Brad_Blazer
Veteran Member
Kudos on reading the instructions. I think most hitch balls on the highway are torqued with an old pair of pipe wrenches or at best with a cheap hitch ball wrench. Hitch Ball Wrench
There are times when having a 48" Crescent wrench and a 48" Ridgid pipe wrench around the garage is a good thing.
David Kb7uns
Once tight, I take a paint marker and draw a line from the ball mount, nut and shank. This way, from time to time, I can check and see if the ball has rotated in the mount or the nut has moved on the threads. The paint mark is on the bottom, back side, so it does not look stupid.

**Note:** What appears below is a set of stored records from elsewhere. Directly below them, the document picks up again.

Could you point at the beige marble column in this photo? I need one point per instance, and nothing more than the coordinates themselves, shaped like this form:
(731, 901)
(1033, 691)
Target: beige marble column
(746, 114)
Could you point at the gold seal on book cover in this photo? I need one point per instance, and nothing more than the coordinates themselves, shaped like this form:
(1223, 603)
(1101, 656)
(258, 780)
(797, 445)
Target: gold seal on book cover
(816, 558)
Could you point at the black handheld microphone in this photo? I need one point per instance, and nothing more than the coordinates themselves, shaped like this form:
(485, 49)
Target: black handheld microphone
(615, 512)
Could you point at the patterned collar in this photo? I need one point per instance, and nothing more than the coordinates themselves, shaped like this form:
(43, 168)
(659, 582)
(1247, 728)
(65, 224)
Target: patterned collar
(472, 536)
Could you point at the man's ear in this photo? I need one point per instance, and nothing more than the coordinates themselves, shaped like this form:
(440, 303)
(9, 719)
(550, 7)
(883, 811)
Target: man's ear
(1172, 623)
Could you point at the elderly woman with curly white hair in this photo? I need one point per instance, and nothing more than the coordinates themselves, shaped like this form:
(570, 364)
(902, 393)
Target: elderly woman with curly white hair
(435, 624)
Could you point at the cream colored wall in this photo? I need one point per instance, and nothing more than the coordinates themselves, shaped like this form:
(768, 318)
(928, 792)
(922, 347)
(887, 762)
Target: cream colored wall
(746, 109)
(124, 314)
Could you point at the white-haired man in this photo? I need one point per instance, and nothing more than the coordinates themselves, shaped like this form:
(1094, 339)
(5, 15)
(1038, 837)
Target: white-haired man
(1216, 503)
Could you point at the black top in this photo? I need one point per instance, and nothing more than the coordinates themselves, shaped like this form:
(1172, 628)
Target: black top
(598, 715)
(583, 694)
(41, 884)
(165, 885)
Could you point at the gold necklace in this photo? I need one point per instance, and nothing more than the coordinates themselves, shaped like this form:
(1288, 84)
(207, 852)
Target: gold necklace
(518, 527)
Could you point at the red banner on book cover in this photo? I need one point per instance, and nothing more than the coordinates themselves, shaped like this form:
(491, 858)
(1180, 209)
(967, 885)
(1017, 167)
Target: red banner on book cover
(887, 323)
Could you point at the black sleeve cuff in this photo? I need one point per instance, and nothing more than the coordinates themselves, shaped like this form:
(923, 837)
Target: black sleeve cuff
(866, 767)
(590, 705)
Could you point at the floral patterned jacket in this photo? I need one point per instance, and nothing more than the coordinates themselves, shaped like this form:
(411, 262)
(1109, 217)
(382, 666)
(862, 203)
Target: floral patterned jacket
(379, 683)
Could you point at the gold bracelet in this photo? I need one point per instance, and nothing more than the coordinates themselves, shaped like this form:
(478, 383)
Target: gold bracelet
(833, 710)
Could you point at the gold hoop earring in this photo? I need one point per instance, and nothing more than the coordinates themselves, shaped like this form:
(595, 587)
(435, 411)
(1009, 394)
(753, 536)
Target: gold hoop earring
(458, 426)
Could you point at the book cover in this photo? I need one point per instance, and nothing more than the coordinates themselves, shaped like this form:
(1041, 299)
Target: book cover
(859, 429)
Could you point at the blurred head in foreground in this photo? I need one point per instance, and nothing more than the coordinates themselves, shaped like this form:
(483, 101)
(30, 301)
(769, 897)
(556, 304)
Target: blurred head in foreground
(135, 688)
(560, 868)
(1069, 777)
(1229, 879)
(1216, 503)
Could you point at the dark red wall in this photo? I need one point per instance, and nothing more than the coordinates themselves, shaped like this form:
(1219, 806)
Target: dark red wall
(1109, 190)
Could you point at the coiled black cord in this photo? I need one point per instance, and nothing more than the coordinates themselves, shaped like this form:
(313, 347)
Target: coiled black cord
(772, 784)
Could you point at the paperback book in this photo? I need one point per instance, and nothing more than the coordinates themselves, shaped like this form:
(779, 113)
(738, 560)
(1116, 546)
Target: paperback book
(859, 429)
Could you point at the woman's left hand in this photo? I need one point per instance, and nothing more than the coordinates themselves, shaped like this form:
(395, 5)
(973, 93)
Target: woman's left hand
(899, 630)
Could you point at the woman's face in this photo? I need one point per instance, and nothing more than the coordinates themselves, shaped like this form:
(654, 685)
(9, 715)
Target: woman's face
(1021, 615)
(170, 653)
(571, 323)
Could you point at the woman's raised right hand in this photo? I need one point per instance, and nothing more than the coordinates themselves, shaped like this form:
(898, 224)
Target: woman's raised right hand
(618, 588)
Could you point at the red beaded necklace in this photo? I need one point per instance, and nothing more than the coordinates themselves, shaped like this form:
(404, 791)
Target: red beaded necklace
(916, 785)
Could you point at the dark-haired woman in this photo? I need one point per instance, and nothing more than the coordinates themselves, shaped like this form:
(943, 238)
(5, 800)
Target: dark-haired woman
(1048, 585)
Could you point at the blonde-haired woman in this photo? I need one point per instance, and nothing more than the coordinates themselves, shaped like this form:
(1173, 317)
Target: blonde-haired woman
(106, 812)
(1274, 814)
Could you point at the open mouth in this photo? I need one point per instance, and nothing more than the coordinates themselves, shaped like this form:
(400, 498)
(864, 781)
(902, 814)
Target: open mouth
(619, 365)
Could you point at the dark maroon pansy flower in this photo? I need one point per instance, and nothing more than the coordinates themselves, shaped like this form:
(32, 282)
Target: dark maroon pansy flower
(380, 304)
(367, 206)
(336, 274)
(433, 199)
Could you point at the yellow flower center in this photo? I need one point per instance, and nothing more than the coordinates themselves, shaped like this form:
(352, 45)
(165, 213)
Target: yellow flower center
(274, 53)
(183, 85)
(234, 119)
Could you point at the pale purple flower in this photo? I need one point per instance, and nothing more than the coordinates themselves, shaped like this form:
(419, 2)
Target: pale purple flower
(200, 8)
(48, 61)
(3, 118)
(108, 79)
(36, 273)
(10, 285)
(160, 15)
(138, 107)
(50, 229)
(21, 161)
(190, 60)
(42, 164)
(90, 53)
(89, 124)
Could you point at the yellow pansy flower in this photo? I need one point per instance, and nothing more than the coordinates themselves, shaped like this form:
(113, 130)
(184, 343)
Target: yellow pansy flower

So I got new drawbar and ball hardware for my new truck. Got both rated for 10,000# since the truck can tow up to 9500#. The balls have a 1-1/4" shank and 1-7/8" nut, and call to be torqued to 450 ft-lb. I have a 1-7/8" wrench that is about 2' long, which means I'd need to apply about 225# to the end to get 450 ft-lb torque. My only guess how to do that is to put the drawbar in the receiver sideways (i.e., rotated 90 degrees to normal) so that the shank is horizontal and I can maybe try to hang my fat azz off the end of the wrench and put my weight into it. Any better ideas? I don't think I can find a pipe big enough to fit over the end of the wrench to make a cheater bar.
450 ftlb is awfully low for a thread that size. I just use an IR 2135 impact on a short hose and hammer til it stops turning.